Greg McDonald, NPS Park Museum Management Program

Ted Fremd, John Day Fossil Beds National Monument

Ted Weasma, Mojave National Preserve

J. W. Bayless, Yosemite National Park

Allen Bohnert, Museum Services Program, NPS Southeast Region

Christine Jacobs Landrum, Office of Indian Affairs & American Culture, NPS Intermountain Region

Louis Hutchins, NPS Northeast Museum Services Center

David Vecchioli, NPS Northeast Museum Services Center

Abstract    This article describes the National Park Service’s (NPS) progress in an ongoing effort to develop museum collection significance criteria for its geology, paleontology, biology, archeology, ethnography/ethnology, history, and archival collections.
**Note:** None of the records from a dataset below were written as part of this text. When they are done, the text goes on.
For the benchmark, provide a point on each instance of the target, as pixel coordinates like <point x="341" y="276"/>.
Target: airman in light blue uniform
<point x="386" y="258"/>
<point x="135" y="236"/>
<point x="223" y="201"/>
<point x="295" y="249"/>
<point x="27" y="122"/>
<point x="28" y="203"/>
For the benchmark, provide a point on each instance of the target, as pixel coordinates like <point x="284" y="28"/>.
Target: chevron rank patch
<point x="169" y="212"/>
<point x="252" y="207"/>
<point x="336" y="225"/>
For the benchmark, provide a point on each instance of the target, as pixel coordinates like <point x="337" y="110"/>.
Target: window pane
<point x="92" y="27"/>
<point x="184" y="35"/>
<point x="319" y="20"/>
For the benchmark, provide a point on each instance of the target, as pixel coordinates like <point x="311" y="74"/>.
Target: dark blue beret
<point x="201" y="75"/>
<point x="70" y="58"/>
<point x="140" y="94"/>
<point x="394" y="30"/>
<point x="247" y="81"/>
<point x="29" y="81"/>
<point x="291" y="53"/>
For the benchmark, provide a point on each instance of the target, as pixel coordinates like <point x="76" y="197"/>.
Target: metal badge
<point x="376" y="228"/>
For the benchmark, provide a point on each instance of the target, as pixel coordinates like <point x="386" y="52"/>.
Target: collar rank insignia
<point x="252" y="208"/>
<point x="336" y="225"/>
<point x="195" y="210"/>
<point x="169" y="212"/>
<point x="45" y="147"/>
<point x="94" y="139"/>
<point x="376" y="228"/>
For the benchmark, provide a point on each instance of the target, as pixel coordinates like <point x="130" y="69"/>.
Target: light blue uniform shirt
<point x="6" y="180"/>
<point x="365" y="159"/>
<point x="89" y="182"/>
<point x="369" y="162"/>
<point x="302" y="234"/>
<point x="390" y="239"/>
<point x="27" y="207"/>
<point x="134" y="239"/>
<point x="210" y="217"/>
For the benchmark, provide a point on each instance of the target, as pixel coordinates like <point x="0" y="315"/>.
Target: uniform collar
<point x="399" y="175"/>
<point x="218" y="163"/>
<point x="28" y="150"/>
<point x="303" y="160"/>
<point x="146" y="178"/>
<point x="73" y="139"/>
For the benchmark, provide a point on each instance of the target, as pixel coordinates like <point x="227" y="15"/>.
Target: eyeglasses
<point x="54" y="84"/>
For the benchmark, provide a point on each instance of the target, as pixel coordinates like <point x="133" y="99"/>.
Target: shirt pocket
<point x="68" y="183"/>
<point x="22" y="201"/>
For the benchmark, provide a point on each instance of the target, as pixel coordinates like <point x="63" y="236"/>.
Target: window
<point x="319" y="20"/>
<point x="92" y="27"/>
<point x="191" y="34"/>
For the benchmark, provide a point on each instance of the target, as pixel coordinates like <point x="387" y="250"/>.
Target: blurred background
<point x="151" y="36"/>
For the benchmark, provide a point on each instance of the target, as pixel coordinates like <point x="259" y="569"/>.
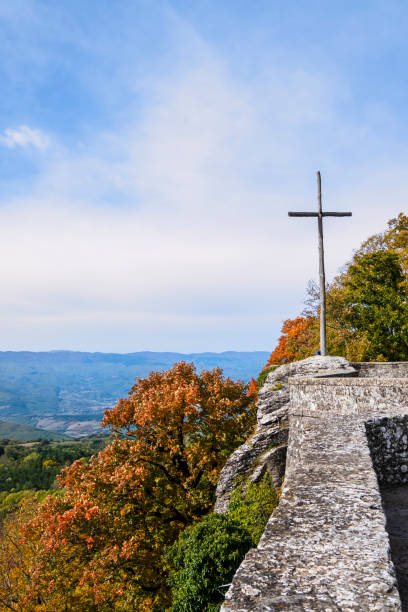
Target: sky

The goal is to create sets of significance criteria that are practical, flexible, recognize the associative value of the NPS’s collections, and provide continuity and context for the stewardship of collections over time. Effective significance criteria will increase the intellectual understanding of collections; inform and record collection acquisition and deaccession; and assist in management decisions related to collections. This is an immense undertaking complicated by differences among disciplines and a large geographic scope. The significance criteria effort requires agency support through a national staff coordinator and funding for the final development and implementation phases.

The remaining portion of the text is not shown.